The Innovation-Amplification-Divergence (IAD) model of gene evolution.

A promiscuous activity B of an enzyme may become physiologically relevant due to a mutation or environmental change. Gene amplification increases the abundance of the weak-link enzyme. Mutations can improve the efficiency of the newly important activity B. Once sufficient B activity is achieved, selection is relaxed and extra gene copies are lost, leaving behind two paralogs.

Figure 2 with 1 supplement
E383A ProA (ProA*) replaces ArgC in the arginine synthesis pathway in ∆argC proA* E. coli, but is the bottleneck in the pathway due to its poor catalytic activity.
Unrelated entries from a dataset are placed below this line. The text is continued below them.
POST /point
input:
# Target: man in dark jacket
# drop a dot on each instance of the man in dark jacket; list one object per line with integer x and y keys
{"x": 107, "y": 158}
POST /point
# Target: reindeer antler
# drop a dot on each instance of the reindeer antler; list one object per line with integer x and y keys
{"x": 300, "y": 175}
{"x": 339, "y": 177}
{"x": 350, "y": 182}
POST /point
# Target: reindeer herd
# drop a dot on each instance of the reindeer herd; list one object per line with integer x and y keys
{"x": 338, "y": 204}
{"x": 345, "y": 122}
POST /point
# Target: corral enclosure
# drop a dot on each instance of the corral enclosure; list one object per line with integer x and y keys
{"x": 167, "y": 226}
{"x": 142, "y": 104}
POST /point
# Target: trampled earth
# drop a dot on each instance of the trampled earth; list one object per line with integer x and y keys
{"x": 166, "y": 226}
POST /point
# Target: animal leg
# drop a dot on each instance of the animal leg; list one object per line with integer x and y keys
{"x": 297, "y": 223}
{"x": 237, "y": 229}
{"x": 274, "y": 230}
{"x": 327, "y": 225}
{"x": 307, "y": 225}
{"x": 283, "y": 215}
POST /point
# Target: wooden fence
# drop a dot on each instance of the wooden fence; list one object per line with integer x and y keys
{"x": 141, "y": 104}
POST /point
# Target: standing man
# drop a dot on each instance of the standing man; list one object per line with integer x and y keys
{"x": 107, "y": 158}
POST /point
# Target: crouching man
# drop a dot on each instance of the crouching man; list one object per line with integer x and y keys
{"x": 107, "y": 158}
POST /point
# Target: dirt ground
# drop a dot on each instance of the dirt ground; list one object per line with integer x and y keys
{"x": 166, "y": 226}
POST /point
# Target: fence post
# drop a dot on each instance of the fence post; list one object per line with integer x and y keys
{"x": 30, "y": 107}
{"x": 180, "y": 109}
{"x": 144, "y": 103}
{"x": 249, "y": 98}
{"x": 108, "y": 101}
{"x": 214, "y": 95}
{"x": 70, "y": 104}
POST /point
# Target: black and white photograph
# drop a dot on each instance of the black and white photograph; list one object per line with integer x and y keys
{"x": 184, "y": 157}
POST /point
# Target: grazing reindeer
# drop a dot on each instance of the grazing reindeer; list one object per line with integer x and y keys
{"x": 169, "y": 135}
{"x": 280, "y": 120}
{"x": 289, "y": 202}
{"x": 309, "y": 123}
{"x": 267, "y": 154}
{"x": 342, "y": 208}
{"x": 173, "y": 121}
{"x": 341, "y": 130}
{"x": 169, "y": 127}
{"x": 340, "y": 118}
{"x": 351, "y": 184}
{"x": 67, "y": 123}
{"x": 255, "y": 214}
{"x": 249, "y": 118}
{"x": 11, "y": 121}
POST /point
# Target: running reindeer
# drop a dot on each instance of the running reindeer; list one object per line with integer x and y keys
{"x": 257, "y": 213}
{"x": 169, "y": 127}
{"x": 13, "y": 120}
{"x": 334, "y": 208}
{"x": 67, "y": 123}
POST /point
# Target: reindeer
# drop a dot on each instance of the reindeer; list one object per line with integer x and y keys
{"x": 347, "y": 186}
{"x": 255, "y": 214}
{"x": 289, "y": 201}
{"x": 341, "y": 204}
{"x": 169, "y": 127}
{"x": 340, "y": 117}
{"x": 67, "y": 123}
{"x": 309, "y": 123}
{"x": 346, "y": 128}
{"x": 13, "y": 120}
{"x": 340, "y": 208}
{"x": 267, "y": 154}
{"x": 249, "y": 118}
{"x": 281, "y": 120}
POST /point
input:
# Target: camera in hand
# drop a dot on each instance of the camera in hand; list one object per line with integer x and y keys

The reaction normally catalyzed by ArgC and replaced by ProA* in the parental strain is indicated by the red dotted line. The green and red lines indicate allosteric activation and inhibition, respectively.

Figure 2—figure supplement 1
Genome modifications in the parental AM187 strain.

(A) Modifications to the proBA operon. proA*; A1148→C proA (changes Glu383 to Ala); M2, a −45 C→T promoter mutation that increases expression of the operon more than 4-fold (Kershner et al., 2016). (B) Modifications to the argCBH operon. argC was replaced with a gene encoding kanamycin resistance in the Keio strain created by Baba et al. (2006).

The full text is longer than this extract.